Por Pedro Gellert

El pasado 5 de abril de 2021 la Asamblea Nacional de Vietnam eligió nuevos dirigentes de alto mando para el período 2021–2026, entre ellos el exprimer ministro Nguyen Xuan Phuc como presidente; Pham Minh Chinh como Primer Ministro; y, finalmente Vuong Dinh Hue, como presidente de la Asamblea Nacional.

Vietnam: una nueva dirección con miras al futuro

El año 2021 resulta de especial importancia para Vietnam, siendo éste el arranque de la Estrategia de Desarrollo Socioeconómico a 10 años (2021-2030) que, de forma simultánea, será implementada junto con el Plan de Desarrollo Socioeconómico a 5 años (2021–2025). Con esto se espera una reorientación en las distintas decisiones de corte económico, con miras a mantener un crecimiento sostenido y perdurable hasta el próximo periodo gubernamental.

La probable aparición de riesgos financieros debido a los efectos de la pandemia por la Covid-19, es una realidad latente. Sin embargo, economistas, inversionistas y organizaciones internacionales mantienen la confianza en que Vietnam logre un crecimiento económico importante. Confianza que se sustenta gracias a la estabilidad política del país, el favorable clima de inversión empresarial y el crecimiento de la economía nacional. Todo gracias a la existencia de tratados internacionales que permiten a Vietnam tener un mercado atractivo y posicionado en la dinámica económica regional del Sudeste Asiático.

Crecimiento de la economía

El HSBC Bank valora que la economía vietnamita puede crecer en un 7,6% en este año, por su parte el Fondo Monetario Internacional (FMI) pronostica un aumento del PIB en 6.5%, mientras el Banco Mundial estima un crecimiento económico de 6.8% en 2021.

El desempeño registrado en 2020 -un crecimiento económico de 2.91% y el mayor
superávit comercial de la historia, llegando a casi 19.1 mil millones de dólares- abona a la confianza y certidumbre que hay en la recuperación de la economía vietnamita. Razón por la que el nuevo gabinete, bajo la dirección del primer ministro Pham Minh Chinh, es consciente en la necesidad de decisiones oportunas, drásticas y creativas en la lucha contra la pandemia. La finalidad es restaurar pronto las actividades económicas; seguir fortaleciendo las instituciones nacionales; y aplicar las políticas monetarias y fiscales necesarias para eliminar los obstáculos financieros al sector privado. El desembolso de la inversión público-privada para apoyar a la comunidad empresarial y promover a los sectores económicos que tienen una sustancial inversión extranjera; es una pieza clave en el crecimiento económico futuro de Vietnam.

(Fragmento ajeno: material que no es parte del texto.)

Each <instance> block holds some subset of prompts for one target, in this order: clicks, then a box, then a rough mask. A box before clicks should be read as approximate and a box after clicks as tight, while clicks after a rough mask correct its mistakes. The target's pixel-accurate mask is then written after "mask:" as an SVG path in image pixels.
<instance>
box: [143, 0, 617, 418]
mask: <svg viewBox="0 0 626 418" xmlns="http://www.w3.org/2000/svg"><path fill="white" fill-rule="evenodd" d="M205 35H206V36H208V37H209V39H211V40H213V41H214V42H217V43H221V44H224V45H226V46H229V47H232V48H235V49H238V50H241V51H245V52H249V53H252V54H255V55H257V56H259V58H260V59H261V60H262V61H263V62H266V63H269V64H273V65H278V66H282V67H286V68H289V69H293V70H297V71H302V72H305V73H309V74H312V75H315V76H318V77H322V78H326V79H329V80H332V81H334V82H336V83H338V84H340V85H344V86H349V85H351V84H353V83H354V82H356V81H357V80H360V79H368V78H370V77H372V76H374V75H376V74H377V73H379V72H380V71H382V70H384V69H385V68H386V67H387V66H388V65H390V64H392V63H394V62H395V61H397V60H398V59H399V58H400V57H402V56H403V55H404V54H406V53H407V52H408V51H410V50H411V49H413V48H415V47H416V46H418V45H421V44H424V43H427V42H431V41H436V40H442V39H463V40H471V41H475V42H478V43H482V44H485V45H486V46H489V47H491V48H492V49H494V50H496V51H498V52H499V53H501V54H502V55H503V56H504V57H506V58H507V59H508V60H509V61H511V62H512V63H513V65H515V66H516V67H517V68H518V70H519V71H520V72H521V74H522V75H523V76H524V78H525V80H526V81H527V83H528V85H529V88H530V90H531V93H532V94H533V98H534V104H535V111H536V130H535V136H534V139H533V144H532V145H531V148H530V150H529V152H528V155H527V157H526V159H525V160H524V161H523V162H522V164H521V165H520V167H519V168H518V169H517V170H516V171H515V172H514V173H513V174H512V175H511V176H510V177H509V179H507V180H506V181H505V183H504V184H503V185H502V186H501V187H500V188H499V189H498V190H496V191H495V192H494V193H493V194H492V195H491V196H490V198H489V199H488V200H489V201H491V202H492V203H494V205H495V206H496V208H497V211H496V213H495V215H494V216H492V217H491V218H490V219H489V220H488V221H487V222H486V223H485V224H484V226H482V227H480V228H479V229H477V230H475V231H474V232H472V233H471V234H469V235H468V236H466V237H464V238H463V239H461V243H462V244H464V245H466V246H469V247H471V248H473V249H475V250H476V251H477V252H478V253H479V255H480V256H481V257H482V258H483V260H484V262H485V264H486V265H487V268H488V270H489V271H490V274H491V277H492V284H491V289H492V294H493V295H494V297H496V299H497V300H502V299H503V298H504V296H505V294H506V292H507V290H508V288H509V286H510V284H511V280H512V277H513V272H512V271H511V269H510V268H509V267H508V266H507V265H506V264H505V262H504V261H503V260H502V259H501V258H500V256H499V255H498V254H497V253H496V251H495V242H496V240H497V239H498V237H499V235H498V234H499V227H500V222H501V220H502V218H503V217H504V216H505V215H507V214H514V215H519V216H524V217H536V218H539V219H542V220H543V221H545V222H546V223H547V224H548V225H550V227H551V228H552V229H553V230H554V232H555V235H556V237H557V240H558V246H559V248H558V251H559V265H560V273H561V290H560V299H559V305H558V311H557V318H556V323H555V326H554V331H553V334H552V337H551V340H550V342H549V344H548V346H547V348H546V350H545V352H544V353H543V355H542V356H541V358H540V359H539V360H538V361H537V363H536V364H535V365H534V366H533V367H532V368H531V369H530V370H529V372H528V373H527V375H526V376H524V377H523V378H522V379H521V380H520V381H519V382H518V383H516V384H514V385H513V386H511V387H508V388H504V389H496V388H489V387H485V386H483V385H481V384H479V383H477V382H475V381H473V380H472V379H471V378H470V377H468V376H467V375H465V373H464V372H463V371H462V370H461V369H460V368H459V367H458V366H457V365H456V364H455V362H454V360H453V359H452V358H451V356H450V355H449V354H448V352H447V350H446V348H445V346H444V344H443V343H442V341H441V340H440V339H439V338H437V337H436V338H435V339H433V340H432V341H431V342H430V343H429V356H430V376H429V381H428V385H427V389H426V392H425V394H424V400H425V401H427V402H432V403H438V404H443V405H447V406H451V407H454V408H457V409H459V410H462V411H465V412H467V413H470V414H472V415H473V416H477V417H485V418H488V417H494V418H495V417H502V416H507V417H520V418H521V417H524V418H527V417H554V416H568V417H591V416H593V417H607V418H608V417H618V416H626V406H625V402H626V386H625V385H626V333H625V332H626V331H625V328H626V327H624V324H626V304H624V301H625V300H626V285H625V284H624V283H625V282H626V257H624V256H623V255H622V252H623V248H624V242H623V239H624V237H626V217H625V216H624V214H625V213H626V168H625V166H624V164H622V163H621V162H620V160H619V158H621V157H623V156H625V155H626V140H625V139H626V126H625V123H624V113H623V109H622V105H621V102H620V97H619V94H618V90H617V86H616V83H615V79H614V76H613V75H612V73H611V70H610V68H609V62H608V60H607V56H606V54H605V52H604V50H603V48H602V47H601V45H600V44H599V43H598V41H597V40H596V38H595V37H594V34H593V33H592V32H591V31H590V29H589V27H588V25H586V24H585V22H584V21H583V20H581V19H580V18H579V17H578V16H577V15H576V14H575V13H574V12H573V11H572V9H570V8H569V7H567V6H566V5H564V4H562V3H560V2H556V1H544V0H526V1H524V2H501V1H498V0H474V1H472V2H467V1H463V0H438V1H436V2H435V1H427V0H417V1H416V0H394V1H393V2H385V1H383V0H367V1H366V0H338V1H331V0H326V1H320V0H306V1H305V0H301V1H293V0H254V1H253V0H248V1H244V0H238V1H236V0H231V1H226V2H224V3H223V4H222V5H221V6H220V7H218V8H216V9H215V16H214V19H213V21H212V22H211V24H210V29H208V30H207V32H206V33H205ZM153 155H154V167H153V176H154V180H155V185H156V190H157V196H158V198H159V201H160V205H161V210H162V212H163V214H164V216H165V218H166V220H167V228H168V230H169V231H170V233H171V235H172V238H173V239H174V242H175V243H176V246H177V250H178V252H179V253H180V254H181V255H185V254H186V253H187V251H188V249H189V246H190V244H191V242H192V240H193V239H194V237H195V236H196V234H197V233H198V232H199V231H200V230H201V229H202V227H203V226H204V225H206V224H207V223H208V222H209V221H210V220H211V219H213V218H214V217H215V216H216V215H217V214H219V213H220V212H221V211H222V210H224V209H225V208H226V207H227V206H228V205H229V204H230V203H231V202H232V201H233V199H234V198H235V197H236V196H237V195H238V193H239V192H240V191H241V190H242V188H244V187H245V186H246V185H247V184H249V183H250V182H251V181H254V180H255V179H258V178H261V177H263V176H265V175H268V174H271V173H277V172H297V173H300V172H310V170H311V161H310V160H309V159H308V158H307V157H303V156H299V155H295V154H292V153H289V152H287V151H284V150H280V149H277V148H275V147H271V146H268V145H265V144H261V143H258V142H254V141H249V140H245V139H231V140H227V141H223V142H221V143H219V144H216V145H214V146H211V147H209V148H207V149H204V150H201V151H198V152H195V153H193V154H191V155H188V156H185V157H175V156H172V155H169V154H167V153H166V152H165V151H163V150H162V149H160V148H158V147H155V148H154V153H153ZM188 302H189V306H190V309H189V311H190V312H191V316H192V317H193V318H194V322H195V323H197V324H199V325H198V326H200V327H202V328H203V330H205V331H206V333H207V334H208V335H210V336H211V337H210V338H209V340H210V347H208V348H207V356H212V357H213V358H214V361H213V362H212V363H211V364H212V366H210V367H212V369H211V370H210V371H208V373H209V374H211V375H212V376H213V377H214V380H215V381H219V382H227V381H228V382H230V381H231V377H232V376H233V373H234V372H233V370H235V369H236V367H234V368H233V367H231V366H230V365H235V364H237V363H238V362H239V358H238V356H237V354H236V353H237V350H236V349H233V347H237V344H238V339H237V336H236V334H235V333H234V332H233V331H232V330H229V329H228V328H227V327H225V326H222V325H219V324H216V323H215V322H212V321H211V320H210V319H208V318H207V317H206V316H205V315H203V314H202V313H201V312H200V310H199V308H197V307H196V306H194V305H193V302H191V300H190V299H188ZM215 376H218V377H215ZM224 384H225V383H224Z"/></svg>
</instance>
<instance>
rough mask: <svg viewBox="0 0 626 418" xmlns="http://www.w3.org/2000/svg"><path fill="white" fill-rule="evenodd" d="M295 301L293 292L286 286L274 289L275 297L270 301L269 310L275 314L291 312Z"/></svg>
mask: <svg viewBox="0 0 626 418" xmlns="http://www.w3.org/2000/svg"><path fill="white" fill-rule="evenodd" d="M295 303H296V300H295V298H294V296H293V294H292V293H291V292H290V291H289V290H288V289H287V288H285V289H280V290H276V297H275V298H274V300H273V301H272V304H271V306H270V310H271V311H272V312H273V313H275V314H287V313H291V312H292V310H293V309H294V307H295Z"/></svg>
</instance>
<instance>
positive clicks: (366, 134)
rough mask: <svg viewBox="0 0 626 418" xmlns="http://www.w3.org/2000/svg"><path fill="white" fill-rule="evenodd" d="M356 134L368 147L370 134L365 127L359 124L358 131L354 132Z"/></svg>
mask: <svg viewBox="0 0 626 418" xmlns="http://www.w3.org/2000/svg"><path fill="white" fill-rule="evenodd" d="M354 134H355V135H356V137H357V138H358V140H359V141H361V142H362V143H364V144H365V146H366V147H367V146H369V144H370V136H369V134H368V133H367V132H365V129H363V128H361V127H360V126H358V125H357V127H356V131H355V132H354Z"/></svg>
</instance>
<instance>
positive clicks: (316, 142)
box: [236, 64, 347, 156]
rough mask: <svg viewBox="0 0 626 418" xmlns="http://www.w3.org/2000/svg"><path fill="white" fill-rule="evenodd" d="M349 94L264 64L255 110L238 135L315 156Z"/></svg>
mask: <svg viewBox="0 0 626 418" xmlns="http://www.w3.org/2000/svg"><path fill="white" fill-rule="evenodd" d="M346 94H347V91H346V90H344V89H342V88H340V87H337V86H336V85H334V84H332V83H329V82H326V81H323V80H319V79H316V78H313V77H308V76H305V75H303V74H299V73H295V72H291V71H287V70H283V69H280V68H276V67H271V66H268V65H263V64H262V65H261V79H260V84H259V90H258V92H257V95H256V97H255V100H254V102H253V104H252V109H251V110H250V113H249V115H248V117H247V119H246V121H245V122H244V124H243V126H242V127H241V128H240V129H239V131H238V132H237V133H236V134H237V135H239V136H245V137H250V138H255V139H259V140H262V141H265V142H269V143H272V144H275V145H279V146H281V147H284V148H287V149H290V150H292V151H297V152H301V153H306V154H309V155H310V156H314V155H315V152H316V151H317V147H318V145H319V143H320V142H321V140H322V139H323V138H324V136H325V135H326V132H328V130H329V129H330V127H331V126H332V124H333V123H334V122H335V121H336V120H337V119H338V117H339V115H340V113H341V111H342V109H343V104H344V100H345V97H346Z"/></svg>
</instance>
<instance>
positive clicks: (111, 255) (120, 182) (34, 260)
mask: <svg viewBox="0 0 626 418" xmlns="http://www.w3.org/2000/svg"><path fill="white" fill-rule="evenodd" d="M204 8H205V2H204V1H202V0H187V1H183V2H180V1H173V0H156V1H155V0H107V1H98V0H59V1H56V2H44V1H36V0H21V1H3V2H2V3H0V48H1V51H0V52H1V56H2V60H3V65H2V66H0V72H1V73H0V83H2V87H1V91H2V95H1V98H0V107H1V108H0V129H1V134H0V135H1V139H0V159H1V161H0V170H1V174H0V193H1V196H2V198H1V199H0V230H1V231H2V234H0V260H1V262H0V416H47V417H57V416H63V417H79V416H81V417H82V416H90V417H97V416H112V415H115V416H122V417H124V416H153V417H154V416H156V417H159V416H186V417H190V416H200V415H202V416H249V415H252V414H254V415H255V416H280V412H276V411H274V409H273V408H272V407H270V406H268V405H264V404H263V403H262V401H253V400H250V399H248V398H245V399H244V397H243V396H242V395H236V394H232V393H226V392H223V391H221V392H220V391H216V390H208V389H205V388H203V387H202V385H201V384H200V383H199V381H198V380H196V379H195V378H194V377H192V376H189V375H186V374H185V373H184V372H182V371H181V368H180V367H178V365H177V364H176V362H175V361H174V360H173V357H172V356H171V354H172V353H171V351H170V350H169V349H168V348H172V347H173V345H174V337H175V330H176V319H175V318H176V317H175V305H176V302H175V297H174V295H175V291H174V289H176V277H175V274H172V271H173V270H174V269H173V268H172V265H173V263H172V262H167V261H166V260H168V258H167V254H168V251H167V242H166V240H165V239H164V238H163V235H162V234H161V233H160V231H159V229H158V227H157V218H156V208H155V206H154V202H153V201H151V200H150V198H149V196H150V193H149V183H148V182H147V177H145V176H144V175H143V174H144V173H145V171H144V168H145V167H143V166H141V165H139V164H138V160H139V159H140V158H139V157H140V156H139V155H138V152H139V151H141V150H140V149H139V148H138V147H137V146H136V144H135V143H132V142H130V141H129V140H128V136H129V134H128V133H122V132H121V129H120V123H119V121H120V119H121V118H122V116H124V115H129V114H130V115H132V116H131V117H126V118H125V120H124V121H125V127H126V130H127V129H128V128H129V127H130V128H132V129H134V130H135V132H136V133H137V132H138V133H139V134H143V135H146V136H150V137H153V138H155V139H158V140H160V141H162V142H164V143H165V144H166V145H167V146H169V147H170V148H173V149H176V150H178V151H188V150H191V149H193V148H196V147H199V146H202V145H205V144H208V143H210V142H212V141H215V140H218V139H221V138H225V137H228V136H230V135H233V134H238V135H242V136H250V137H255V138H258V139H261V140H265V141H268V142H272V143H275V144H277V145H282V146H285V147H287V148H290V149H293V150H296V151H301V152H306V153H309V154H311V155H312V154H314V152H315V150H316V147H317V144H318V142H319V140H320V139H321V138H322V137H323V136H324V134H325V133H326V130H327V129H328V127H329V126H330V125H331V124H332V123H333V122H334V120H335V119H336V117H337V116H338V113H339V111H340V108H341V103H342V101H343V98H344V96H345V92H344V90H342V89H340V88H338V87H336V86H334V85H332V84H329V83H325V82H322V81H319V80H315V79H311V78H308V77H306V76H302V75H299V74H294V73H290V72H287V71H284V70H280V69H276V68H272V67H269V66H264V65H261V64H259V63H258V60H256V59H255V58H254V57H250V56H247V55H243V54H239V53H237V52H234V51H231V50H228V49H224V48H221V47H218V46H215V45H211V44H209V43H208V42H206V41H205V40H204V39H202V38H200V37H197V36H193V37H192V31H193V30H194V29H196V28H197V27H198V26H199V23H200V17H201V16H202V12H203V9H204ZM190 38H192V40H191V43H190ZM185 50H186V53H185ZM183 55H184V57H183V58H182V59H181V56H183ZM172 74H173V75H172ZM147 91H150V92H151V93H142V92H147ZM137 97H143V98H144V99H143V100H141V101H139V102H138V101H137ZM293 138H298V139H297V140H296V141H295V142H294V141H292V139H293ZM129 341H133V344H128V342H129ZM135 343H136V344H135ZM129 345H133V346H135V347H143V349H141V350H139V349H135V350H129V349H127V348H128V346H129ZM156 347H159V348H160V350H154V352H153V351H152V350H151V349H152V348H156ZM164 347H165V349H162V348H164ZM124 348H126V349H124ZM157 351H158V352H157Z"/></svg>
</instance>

Pham Minh Chinh ha destacado en anteriores administraciones por su capacidad de
liderazgo, carisma, y sobre todo en su determinación de velar por el pueblo vietnamita. Razón fundamental por la que existe especial atención en avanzar en la consolidación
de instituciones que promuevan el bienestar económico social; que también sean capaces de otorgar certidumbre a los inversionistas extranjeros.

Hay confianza de que con los resultados del último congreso del PCV celebrado del 25
de enero al 1 de febrero de este año y el nombramiento de los nuevos dirigentes, el
pueblo vietnamita logre avances significativos en sus esfuerzos de construir una patria prospera y socialista.